Menyadari Leon yang juga mengamati dirinya, Aleta lekas menggigit sandwich di tangannya dan mulai mengunyah. Menatap ke arah mana pun karena pria itu yang kunjung pergi setelah memberinya makanan.

“Apa pun yang kau pikirkan tadi malam, kau bisa melupakannya.”

Aleta mengangguk singkat. Toh itu juga bukan ranahnya untuk menjejakkan kaki, apalagi ikut campur kehidupan Leon.

“Tapi … jika kau berada di antara kami.” Suara Leon lebih lirih dan diulur. “Aku dan Bastian. Siapa yang akan kau pilih?”

Aleta nyaris tersedak dengan sandwich yang mulai memasuki kerongkongannya. Bastian dan Leon? Keduanya jelas bukan pilihan. “Aku bahkan tak berhak memiliki pendapat untuk pernikahanku sendiri. Lalu apa yang membuatku berhak memilih di antara kalian berdua.” Aleta memastikan suaranya setenang mungkin. Tanpa emosi meski tentu saja keduanya membuatnya bimbang. Sekarang.

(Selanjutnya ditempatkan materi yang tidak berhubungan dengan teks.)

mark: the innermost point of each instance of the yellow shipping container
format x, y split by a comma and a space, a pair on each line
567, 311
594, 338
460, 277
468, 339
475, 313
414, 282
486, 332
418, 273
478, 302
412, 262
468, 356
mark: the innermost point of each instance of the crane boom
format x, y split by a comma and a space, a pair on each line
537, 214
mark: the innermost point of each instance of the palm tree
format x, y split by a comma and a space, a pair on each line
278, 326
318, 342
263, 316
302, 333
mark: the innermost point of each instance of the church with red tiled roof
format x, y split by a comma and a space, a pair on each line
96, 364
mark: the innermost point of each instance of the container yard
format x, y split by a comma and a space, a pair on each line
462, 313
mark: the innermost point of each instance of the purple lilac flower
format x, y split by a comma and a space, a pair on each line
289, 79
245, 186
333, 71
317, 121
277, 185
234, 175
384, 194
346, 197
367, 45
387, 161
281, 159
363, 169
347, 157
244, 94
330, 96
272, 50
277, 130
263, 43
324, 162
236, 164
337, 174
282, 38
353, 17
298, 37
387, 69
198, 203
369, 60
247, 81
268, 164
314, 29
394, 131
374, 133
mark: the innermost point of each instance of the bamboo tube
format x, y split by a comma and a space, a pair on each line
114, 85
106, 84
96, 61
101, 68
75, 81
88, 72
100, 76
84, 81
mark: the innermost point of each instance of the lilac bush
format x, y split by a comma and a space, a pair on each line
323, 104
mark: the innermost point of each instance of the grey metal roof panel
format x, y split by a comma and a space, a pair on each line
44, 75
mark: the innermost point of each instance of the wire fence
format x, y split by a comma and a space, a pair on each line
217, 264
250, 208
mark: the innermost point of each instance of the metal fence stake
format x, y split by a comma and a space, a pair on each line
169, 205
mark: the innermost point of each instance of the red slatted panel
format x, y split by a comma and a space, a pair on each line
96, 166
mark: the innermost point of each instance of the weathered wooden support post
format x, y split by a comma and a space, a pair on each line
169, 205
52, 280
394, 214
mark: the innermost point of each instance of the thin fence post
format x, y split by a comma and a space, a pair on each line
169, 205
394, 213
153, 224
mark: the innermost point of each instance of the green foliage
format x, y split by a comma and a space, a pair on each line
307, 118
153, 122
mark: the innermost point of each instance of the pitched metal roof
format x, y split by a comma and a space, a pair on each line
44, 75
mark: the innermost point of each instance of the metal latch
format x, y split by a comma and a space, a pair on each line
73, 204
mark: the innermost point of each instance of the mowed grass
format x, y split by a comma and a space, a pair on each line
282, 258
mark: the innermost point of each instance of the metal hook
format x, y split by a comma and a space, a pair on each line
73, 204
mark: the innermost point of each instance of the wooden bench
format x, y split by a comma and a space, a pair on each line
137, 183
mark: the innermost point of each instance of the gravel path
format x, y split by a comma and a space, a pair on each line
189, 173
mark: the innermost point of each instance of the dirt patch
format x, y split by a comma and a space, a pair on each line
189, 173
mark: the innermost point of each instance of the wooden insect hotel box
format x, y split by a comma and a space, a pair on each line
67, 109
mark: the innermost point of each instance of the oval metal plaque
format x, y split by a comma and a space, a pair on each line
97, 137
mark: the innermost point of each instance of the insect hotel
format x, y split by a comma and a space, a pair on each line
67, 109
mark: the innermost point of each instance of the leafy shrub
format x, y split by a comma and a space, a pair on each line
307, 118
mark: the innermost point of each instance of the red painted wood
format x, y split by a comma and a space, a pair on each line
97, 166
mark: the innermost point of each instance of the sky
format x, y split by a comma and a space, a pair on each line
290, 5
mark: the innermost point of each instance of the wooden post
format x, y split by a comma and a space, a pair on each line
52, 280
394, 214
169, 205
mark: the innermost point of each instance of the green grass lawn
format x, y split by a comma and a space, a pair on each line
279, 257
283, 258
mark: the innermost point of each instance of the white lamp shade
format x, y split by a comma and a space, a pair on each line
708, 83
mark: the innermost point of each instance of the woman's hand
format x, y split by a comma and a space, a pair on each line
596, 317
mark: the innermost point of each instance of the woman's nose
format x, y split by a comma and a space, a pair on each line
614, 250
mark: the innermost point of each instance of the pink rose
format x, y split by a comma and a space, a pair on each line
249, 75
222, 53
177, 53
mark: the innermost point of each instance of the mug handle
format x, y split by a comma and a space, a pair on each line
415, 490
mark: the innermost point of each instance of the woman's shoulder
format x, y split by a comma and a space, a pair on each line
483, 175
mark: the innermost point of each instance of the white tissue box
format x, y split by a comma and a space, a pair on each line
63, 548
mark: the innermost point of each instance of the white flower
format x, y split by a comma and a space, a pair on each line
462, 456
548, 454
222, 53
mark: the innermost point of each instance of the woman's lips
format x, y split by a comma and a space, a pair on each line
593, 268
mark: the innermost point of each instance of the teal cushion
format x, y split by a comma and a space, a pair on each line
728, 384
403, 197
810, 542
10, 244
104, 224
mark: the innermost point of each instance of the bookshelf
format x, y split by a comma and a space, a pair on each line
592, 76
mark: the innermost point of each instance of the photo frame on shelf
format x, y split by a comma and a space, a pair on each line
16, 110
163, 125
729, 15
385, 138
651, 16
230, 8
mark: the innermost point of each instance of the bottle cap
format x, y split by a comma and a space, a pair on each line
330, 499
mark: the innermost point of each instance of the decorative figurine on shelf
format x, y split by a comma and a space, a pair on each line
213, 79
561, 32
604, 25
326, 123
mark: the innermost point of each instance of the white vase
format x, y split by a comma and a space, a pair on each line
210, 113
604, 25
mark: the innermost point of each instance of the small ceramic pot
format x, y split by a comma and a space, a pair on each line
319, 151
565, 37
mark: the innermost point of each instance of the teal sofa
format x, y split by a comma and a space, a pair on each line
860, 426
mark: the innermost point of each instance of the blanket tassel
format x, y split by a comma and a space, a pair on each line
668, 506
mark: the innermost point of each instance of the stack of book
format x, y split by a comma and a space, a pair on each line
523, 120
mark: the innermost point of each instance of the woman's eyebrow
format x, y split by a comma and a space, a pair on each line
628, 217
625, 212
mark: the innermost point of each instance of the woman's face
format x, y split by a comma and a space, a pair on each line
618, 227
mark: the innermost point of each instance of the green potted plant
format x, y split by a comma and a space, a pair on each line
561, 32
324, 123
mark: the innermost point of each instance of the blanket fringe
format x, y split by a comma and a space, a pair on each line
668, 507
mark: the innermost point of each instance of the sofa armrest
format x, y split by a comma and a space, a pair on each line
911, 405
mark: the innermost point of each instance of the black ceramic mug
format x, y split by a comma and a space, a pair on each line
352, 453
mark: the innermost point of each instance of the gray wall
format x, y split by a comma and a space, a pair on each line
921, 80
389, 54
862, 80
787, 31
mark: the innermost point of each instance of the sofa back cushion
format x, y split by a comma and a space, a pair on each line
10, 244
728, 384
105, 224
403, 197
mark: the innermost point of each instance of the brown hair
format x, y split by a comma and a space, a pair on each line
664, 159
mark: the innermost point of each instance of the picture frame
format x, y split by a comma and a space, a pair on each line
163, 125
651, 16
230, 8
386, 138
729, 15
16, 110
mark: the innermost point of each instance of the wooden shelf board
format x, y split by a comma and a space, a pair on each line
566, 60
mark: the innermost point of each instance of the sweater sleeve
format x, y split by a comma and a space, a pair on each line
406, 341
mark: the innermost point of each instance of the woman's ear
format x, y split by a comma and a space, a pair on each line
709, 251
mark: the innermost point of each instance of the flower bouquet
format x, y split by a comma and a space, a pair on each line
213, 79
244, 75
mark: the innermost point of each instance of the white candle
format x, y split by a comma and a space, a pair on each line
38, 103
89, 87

Leon menyeringai. Tangannya bergerak terangkat, menyeka sisa saus di bibir bagian bawah Aleta dengan ujung ibu jarinya. “Ya. Kau istriku, sekarang. Jadi kau hanya perlu diam dan tak melakukan apa pun.”

Napas Aleta tertahan dengan kata-kata Leon yang entah kenapa terdengar seperti penuh arti. Begitu pun dengan sorot pria itu.

Wajah Leon bergerak mendekat, menyapukan satu lumatan di bibir Aleta sebelum beranjak dan berkata, “Habiskan. Setelah ini kita pulang.”